M. [O] [F] ALIAS [U] né le 26 Décembre 1975, demeurant [Adresse 3] représenté par Me Bachira HAMANI YEKKEN, avocat au barreau de BOULOGNE-SUR-MER substituée par Me Delphine SAGNIEZ, avocat au barreau de BOULOGNE-SUR-MER

DÉBATS : 14 Novembre 2024

PROCÉDURE : l'affaire a été mise au rôle sous le N° RG 24/00209 - N° Portalis DBZ3-W-B7I-75W5J et plaidée à l'audience publique du 14 Novembre 2024ier 2025 pour le jugement suivant mis à disposition au greffe le 16 Janvier 2025, les parties étant avisées

Et après délibéré :

PRESENTATION DU LITIGE

Aux termes d’un acte authentique dressé par Me [S] [D], notaire à [Localité 7] en date des 06 et 23 novembre 2017, Madame [M] [K] a donné à bail à Monsieur [O] [F], à compter du 06 novembre 2017, une maison à usage d’habitation située [Adresse 4] à [Localité 8] pour une durée de trois années, moyennant le paiement d’un loyer initial de 8400,00 euros, payable mensuellement et d’avance par termes de 700,00 euros.

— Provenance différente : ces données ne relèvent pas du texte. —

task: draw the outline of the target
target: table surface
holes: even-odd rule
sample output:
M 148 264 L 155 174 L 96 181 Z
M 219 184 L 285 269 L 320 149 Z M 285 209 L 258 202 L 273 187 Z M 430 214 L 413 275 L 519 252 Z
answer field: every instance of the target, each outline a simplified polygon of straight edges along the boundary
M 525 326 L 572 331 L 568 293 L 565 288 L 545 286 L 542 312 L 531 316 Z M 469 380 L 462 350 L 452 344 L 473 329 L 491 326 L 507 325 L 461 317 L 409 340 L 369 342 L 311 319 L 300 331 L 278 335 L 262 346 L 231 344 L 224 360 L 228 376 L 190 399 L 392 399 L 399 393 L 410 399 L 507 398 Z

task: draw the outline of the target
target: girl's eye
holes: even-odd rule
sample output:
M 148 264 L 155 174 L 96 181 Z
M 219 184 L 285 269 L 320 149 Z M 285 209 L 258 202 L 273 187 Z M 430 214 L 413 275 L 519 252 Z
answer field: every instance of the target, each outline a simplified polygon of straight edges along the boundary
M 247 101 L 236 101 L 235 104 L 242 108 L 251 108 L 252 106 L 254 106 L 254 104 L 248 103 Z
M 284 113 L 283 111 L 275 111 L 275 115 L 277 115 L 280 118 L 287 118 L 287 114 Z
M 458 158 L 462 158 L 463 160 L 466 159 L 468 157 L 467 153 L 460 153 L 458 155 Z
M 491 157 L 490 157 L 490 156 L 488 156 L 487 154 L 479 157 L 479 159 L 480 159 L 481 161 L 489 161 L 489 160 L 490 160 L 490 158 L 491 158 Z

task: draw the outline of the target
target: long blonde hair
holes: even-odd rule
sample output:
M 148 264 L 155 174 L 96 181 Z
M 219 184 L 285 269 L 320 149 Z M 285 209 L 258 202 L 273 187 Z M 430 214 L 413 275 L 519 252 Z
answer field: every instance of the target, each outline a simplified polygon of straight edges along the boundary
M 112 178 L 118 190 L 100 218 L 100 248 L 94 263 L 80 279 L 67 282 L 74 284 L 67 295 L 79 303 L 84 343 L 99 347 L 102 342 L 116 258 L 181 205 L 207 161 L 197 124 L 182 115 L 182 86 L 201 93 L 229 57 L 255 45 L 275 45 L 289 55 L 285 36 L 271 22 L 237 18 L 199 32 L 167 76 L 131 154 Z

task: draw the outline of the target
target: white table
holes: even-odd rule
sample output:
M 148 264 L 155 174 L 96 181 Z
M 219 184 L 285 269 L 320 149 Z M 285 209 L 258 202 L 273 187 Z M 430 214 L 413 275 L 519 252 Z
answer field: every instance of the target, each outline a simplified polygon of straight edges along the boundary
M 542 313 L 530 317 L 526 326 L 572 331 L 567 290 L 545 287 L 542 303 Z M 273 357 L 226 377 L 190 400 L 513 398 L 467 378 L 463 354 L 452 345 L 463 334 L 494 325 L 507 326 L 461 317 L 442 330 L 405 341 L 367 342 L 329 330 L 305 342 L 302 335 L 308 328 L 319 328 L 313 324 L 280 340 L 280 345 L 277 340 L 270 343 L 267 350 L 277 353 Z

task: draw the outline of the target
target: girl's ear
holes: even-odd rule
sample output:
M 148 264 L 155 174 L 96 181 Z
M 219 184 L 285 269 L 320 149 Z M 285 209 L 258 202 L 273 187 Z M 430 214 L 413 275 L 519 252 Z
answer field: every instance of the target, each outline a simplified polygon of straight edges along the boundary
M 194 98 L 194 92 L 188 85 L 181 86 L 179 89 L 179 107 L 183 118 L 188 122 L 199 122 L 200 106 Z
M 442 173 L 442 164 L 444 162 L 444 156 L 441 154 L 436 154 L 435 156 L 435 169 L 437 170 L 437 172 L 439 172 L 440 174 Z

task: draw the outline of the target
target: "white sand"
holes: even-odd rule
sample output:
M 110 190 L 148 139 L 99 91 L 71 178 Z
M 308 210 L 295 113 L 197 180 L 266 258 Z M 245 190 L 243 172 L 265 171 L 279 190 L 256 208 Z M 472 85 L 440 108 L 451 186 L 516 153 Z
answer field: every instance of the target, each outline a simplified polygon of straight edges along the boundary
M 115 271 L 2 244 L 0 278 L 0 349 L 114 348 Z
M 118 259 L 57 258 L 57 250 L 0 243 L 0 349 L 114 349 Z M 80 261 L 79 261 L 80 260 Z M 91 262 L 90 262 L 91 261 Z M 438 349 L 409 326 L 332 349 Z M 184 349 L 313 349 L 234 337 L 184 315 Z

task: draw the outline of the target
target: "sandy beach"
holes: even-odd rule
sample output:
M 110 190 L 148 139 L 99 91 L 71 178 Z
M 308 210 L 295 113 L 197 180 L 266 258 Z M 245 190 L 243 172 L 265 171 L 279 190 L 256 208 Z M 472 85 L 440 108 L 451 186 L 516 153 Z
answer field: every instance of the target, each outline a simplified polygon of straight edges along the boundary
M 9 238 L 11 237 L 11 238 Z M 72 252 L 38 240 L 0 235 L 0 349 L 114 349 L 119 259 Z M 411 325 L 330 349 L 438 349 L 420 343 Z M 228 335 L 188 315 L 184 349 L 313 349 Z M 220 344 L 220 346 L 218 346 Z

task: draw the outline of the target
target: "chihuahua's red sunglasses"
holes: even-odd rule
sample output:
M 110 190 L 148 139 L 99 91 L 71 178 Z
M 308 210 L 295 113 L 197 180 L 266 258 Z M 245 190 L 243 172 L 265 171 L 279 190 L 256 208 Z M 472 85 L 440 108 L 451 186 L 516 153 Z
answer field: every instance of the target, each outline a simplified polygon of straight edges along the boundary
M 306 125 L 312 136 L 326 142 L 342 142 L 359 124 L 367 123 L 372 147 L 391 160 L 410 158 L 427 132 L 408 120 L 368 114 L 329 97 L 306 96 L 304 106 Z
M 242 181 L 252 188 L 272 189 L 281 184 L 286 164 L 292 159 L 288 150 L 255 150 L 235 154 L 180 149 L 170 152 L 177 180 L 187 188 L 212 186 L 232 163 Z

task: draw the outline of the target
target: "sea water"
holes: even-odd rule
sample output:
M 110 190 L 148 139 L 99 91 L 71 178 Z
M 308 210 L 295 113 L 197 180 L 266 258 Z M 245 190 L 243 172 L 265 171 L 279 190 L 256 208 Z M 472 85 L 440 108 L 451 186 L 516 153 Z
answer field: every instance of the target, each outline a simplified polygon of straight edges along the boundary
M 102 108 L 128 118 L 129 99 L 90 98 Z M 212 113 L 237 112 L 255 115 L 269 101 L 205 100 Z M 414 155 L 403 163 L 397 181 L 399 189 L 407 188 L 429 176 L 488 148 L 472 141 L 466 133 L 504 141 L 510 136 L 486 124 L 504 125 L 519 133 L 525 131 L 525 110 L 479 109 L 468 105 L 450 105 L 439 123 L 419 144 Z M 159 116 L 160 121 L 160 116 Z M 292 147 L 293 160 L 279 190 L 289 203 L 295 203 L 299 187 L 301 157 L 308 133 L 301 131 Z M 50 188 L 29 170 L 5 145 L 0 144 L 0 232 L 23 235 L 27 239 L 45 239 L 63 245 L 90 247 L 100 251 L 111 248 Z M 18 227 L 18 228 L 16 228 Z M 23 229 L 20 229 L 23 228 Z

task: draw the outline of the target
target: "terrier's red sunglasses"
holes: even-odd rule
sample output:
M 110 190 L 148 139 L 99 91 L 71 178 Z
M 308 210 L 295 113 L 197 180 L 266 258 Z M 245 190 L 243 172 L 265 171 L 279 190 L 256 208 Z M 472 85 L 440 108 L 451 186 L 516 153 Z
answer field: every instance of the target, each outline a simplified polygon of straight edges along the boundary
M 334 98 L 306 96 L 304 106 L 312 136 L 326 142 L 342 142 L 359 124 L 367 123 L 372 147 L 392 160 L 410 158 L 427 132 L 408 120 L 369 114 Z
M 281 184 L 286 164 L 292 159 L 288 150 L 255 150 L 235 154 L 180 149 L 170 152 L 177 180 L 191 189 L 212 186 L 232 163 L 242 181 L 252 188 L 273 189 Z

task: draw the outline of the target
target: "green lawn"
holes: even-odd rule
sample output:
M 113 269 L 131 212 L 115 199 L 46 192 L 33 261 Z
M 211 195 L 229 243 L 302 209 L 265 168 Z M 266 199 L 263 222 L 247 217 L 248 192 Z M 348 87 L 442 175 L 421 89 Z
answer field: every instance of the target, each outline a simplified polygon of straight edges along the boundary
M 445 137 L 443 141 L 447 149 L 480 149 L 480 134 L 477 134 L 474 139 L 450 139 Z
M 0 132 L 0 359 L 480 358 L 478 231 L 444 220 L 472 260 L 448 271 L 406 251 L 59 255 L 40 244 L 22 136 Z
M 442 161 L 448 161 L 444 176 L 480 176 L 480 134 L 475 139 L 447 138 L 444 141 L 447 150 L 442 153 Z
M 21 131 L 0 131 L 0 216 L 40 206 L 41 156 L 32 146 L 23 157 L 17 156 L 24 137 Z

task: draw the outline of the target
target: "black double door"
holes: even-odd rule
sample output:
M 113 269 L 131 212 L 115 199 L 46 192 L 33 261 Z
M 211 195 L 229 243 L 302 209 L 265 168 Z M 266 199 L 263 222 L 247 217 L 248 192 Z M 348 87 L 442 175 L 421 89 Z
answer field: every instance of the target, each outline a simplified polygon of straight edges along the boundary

Par acte de commissaire de justice signifié le 07 mars 2023, la bailleresse a donné congé à Monsieur [O] [F] ALIAS [U] pour le 05 novembre 2023 l’informant de son intention de vendre le logement moyennant la somme de 150.000,00 euros.

N’ayant pas manifesté son intention d’acquérir ni quitté les lieux dans les délais requis, Mme [M] [K] a fait citer Monsieur [O] [F] ALIAS [U] devant le juge des contentieux de la protection de [Localité 7] par acte de commissaire de justice du 19 janvier 2024, au visa de l’article 15-II de la loi du 6 juillet 1989, aux fins de :

Constater que Monsieur [O] [F] ALIAS [U] est actuellement sans droit ni titre du logement depuis le 6 novembre 2023 et, en conséquence : Ordonner l’expulsion immédiate du défendeur, de sa personne, de ses biens, de tous occupants de son chef et dire qu’il sera procédé par tous moyens et notamment si besoin est avec le concours de la force publique ; Condamner le défendeur à payer une indemnité d’occupation égale au montant des loyers et charges jusqu’à son départ effectif des lieux ou son expulsion ; Condamner le défendeur au paiement d’une somme de 2000,00 euros à titre de dommages et intérêts au titre du préjudice de la demanderesse ; Condamner le défendeur au paiement d’une somme de 1000,00 euros en application des dispositions de l’article 700 du code de procédure civile ; Condamner le défendeur au paiement des dépens de l’instance et de ses suites comprenant notamment le coût du congé pour vente, de la présente assignation et plus généralement de tous les actes rendus nécessaires par la présente procédure. Elle expose qu’à l’expiration du délai prévu au congé Monsieur [O] [F] ALIAS [U] n’a pas quitté le logement ni restitué les clés et qu’il s’est maintenu dans les lieux sans droit ni titre ; Que le congé étant régulier tant au fond qu’en la forme le défendeur est déchu de tout titre d’occupation conformément aux termes de l’article 15-II de la loi du 6 juillet 1989.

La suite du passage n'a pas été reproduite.